Faina Savenkova, 13, Lugansk
The more you grow up, the more you realise that the world is unfair. When the war in Donbass began eight years ago, few could have imagined that instead of the peaceful country of Ukraine, its authorities would make it miserable and torn apart, with a fierce hatred of the inhabitants towards each other. But it happened. That Ukraine – with Russian literature, great achievements and normal attitude towards each other – will never be the same again. Just as there will not be the West, which is the stuff of legends: with history, freedom and people to believe in and strive to be like them. Musicians, actors, presenters, politicians… they are all the same. The world itself is changing. Television replaces your walks in the rain and the Internet replaces your books. Why read when you can watch a movie? Why be literate at all? Just know how to count to 100 and put an X. It’s been done before. And it’s probably a very comfortable world for some. But not for those who remember what IT is like to ask the right questions.

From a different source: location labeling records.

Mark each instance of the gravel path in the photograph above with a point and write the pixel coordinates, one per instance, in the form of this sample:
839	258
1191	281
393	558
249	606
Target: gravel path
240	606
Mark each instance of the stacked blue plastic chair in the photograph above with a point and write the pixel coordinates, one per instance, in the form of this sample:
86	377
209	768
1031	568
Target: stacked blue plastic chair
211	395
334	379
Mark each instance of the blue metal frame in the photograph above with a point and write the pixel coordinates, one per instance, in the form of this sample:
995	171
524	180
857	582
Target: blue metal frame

Because asking them can destroy the cardboard world that we are encouraged to think is real. Such was the case with Julian Assange, who has become an example to many. He is one of those who has not been afraid to openly declare that people have a right to know the truth, shattering the known and so familiar illusion. He broke through the breach in this painstakingly built-up cardboard wall at the cost of his “normal” life. Let it not be in vain and others who wish to live in truth push that breach from horizon to horizon. And I will keep trying to push that breach to my horizon in Donbass…
Good afternoon Mr. Assange!
I have been thinking for a long time how to start this letter… I have written many letters over the years to presidents, politicians and artists in Europe and the USA. Even to the Pope. I was ignored and dismissed, except for the clerks and small officials who answered with formal replies. But I kept writing and begging. It was all about one thing: to help stop the war in Donbass and to influence Ukraine not to kill children in Donetsk and Lugansk, Makeyevka and Pervomaisk. Many people said I was doing it for nothing. Just wasting my time. But listening to them, I remembered you because you were and are an example to me. You could have said nothing to the world about what America was doing and simply remained silent and lived quietly, as many journalists did. But the truth is necessary. And the easiest and the most difficult thing at the same time is to tell it to people.
You have become an example for many, including me. Thank you for your honesty, for your strength of will and for not breaking under the blows of fate. Thank you for the fact that you were able to give strength to fight injustice. May God bless you and your family.